= Wireless site survey =

Planning and designing a wireless network

A wireless site survey, sometimes called an RF (Radio Frequency) site survey or wireless survey, is the process of planning and designing a wireless network, to provide a wireless solution that will deliver the required wireless coverage, data rates, network capacity, roaming capability and quality of service (QoS). The survey usually involves a site visit to test for RF interference, and to identify optimum installation locations for access points. This requires analysis of building floor plans, inspection of the facility, and use of site survey tools. Interviews with IT management and the end users of the wireless network are also important to determine the design parameters for the wireless network.

As part of the wireless site survey, the effective range boundary is set, which defines the area over which signal levels needed support the intended application. This involves determining the minimum signal-to-noise ratio (SNR) needed to support performance requirements.

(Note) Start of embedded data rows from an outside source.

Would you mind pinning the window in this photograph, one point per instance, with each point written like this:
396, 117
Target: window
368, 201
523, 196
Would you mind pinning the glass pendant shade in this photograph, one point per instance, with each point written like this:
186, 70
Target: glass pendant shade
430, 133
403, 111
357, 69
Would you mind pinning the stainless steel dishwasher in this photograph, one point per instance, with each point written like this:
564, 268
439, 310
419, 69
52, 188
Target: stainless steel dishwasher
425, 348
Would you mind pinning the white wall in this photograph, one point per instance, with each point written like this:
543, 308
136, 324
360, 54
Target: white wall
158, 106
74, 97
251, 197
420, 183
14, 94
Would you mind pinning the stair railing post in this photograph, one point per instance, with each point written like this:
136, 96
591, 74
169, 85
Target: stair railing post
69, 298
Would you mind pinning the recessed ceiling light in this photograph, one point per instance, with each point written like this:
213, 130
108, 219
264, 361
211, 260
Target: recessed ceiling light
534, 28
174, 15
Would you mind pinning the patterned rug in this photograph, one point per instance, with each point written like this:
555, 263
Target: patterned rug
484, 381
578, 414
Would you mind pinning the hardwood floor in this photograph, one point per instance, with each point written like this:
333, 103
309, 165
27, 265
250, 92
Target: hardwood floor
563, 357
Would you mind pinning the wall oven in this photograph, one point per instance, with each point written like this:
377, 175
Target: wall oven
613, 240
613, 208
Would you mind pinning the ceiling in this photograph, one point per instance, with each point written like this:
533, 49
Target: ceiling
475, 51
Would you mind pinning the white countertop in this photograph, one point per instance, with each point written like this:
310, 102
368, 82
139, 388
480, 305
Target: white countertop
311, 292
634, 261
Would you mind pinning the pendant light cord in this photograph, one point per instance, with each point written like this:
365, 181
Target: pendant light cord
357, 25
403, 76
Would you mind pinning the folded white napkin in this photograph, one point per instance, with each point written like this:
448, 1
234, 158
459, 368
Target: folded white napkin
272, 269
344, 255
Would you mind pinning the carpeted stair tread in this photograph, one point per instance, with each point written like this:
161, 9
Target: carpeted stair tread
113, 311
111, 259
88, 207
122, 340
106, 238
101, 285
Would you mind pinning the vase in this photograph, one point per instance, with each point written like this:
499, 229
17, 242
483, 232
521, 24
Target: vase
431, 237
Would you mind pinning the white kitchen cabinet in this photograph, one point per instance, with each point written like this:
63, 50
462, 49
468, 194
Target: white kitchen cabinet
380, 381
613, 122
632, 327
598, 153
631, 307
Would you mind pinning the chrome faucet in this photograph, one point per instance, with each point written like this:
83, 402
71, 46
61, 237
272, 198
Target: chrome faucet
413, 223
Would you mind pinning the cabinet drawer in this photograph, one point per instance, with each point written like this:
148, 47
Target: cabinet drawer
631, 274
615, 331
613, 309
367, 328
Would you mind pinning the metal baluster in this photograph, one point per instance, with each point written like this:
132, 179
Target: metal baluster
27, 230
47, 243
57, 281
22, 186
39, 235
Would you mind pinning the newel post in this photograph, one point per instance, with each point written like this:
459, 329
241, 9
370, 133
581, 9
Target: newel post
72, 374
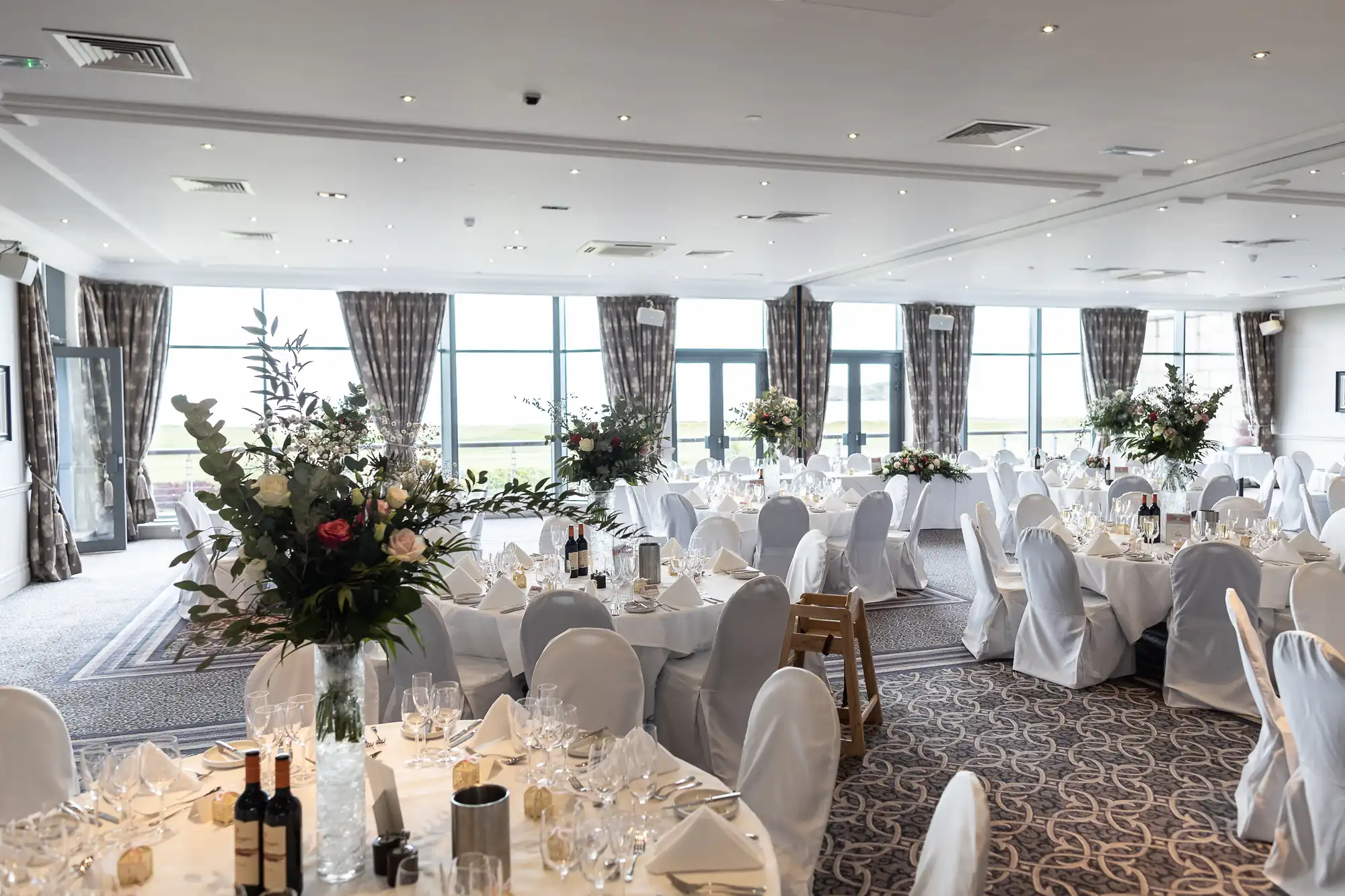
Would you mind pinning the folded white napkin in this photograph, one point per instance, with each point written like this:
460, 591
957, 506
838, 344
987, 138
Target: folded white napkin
727, 560
504, 595
459, 583
683, 592
525, 560
704, 842
1282, 553
1102, 545
1304, 541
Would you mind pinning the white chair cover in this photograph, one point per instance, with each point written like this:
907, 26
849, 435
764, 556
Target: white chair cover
40, 764
1291, 512
1034, 510
555, 612
996, 615
294, 674
809, 567
1031, 482
1218, 487
1317, 600
1273, 759
482, 678
1065, 637
701, 702
1203, 669
956, 857
793, 736
715, 533
782, 522
1309, 850
905, 557
679, 517
864, 563
597, 670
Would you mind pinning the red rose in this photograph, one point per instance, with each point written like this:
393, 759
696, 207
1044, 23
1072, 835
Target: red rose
334, 533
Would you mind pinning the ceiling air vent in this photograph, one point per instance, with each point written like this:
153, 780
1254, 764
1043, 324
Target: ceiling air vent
212, 185
623, 249
992, 134
114, 53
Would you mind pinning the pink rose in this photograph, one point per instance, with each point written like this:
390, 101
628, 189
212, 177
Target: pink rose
406, 545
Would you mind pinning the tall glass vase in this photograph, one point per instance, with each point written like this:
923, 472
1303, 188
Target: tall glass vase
340, 684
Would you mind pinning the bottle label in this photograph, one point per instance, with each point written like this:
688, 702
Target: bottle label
274, 857
248, 853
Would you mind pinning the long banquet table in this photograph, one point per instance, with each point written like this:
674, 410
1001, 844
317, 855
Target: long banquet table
198, 857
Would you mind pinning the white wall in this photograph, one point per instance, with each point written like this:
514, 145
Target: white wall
1312, 349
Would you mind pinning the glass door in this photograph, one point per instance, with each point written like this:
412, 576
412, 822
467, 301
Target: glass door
91, 456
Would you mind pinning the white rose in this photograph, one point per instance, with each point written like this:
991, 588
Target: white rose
272, 490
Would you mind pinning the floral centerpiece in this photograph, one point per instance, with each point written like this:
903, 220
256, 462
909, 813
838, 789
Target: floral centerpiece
927, 464
774, 420
1169, 424
336, 545
621, 443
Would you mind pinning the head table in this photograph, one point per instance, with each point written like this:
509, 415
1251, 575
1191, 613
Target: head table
198, 857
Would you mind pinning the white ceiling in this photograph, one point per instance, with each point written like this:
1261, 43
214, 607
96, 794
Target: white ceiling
306, 97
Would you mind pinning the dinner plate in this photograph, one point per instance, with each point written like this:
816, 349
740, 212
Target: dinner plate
216, 758
727, 807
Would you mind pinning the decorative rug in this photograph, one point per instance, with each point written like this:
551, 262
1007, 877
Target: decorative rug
1097, 791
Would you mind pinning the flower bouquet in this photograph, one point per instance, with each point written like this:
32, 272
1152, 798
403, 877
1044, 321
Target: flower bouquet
336, 545
927, 464
774, 420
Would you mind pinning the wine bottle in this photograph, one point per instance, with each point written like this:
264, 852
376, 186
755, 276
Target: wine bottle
248, 813
282, 836
582, 548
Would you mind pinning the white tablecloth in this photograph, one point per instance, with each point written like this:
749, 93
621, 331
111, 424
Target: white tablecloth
1141, 594
198, 857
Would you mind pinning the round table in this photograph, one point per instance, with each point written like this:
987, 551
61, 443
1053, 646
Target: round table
198, 857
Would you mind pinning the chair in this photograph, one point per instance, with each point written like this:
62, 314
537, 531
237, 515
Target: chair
995, 618
679, 517
1315, 524
715, 533
1273, 759
1291, 512
549, 525
1035, 510
1309, 850
1218, 489
703, 702
1031, 482
1121, 485
1317, 600
40, 760
1203, 670
431, 649
956, 857
555, 612
809, 567
294, 674
782, 522
597, 670
864, 563
743, 466
793, 736
1066, 637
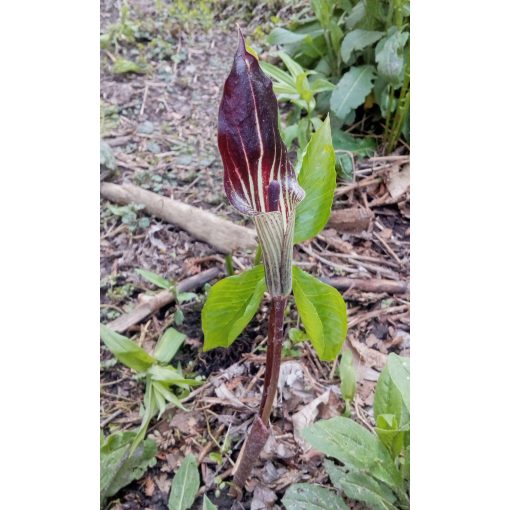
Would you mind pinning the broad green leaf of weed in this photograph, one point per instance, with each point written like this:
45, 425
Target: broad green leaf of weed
126, 351
352, 444
352, 90
208, 505
306, 496
347, 376
387, 399
361, 487
388, 431
358, 39
389, 55
154, 278
118, 469
184, 485
168, 345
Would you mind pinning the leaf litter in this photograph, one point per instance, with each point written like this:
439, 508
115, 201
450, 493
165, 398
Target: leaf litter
164, 139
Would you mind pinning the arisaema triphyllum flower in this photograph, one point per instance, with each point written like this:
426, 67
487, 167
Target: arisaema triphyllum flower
258, 176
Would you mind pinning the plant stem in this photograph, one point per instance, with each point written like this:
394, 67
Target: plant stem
259, 432
273, 356
229, 264
258, 255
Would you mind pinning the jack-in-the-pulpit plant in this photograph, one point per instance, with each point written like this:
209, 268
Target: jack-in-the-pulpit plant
261, 182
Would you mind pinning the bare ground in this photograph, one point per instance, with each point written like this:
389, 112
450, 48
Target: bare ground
162, 129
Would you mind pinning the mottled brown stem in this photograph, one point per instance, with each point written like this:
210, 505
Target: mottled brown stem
259, 432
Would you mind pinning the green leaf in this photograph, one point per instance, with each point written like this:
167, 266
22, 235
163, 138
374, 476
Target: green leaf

Wireless site survey can also mean the walk-testing, auditing, analysis or diagnosis of an existing wireless network, particularly one which is not providing the level of service required.

==Wireless site survey process==

Wireless site surveys are typically conducted using computer software that collects and analyses WLAN metrics and/or RF spectrum characteristics. Before a survey, a floor plan or site map is imported into a site survey application and calibrated to set scale. During a survey, a surveyor walks the facility with a portable computer that continuously records the data. The surveyor either marks the current position on the floor plan manually, by clicking on the floor plan, or uses a GPS receiver that automatically marks the current position if the survey is conducted outdoors. After a survey, data analysis is performed and survey results are documented in site survey reports generated by the application. The data is often presented along with a wireless heat map based on the recorded metrics.

All these data collection, analysis, and visualization tasks are highly automated in modern software. In the past, however, these tasks required manual data recording and processing.

==Types of wireless site surveys==

There are three main types of wireless site surveys: passive, active, and predictive.

During a passive survey, a site survey application passively listens to WLAN traffic to detect active access points, measure signal strength and noise level. However, the wireless adapter being used for a survey is not associated to any WLANs. For system design purposes, one or more temporary access points are deployed to identify and qualify access point locations. This used to be the most common method of pre-deployment Wi-Fi survey.

During an active survey, the wireless adapter is associated with one or several access points to measure round-trip time, throughput rates, packet loss, and retransmissions. Active surveys are used to troubleshoot Wi-Fi networks or to verify performance post-deployment.

During a predictive survey, a model of the RF environment is created using simulation tools. It is essential that the correct information on the environment is entered into the RF modeling tool, including location and RF characteristics of barriers like walls or large objects. Therefore, temporary access points or signal sources can be used to gather information on propagation in the environment. Virtual access points are then placed on the floor plan to estimate expected coverage and adjust their number and location. The value of a predictive survey as a design tool versus a passive survey done with only a few access point is that modeled interference can be taken into account in the design.

Additionally, some survey application allow the user to collect RF spectrum data using portable hardware spectrum analyzers, which is beneficial in case of high RF interference from non-802.11 sources, such as microwave ovens or cordless phones.

==Site survey software and hardware==
Depending on the survey type, a number of software and software/hardware options are available to WLAN surveyors.

===Software===
Passive and active surveys are performed using software and typically require only a compatible off-the-shelf Wi-Fi adapter; no additional specialized hardware is required. Predictive surveys require no hardware at all, as no wireless data collection is needed. Currently, professional-level site survey applications exist primarily for Microsoft Windows. Some site survey applications for other platforms, including iOS and Android, also exist, however they are limited in functionality due to the limitations of the underlying platform API. For example, signal level measurements cannot be obtained on iOS without jailbreaking. The feasibility of creating professional-level applications for non-Windows tablets is debated.

===Hardware===
Unlike passive and active surveys, RF spectrum surveys require specialized RF equipment. There are various types of spectrum analyzers ranging from large and expensive bench-top units to portable ("field units") and USB-based analyzers. Because portability is a decisive factor in conducting wireless site surveys, spectrum analyzers in USB form factor are widely used today. They typically cover multiple bands; dual-band (2.4/5 GHz) and triple-band (2.4/5/6 GHz) models are available. A number of WLAN chipset manufacturers incorporate spectrum analysis into their chipset designs; this functionality is integrated into some high-end enterprise-class Wi-Fi access points.